Rudolf Dvoracek
Rudolf Dvoracek

Reputation: 901

Custom sorting and pagination over large tables

I'm used to get benefits from ROW_NUMBER function in MS SQL Server scripts since 2005 version. But I noticed there is big performance disadvantage querying big tables using this function.

Imagine table with four columns (a real table from external database has more columns, but I used only those to avoid complexity of example):

DECLARE TABLE StockItems (
  Id int PRIMARY KEY IDENTITY(1,1),
  StockNumber nvarchar(max),
  Name nvarchar(max),
  [Description] nvarchar(max))

I've written procedure for querying this table filled up by 200 000+ rows with following parameters:

Query:

SELECT sortedItems.Id
    ,si.StockNumber
    ,si.Name
    ,si.Description
FROM (SELECT s.Id
         ,CASE WHEN @SortDirection=1 THEN
            CASE
               WHEN CHARINDEX('Name',@SortExpression)=1 THEN
                 ROW_NUMBER() OVER (ORDER by s.Name DESC)
               WHEN CHARINDEX('StockNumber',@SortExpression)=1 THEN
                 ROW_NUMBER() OVER (ORDER by s.StockNumber DESC)
            ELSE ROW_NUMBER() OVER (ORDER by s.StockNumber DESC)
            END
          ELSE    
            CASE
               WHEN CHARINDEX('Name',@SortExpression)=1 THEN
                  ROW_NUMBER() OVER (ORDER by s.Name ASC)
               WHEN CHARINDEX('StockNumber',@SortExpression)=1 THEN
                  ROW_NUMBER() OVER (ORDER by s.StockNumber ASC)
            ELSE  ROW_NUMBER() OVER (ORDER by s.StockNumber ASC)
            END
          END AS RowNo
       FROM stockItems s
     ) as sortedItems
INNER JOIN StockItems si ON sortedItems.Id=si.Id
ORDER BY sortedItems.RowNo

In situation when number of rows is growing rapidly, ROW_NUMBER became ineffective, because must sort all rows.

Please can you help me to avoid this performance disadvantage and speed up the query?

Upvotes: 2

Views: 1855

Answers (3)

Rudolf Dvoracek
Rudolf Dvoracek

Reputation: 901

I've found solution how to avoid performance penalty using ROW_NUMBER() function over large result sets.
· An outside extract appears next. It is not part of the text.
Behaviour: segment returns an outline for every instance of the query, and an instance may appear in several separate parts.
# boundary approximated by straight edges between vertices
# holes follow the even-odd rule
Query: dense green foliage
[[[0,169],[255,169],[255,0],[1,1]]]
A goal I didn't write in my question was to avoid declaring query as nvarchar variable and executing it, because it can cause open door for SQL injection.

So, solution is to query data as much as possible in required sort order, then query result set and switch ordering and get data only for current page. Finally I can take result ordered in opposite order and order them again.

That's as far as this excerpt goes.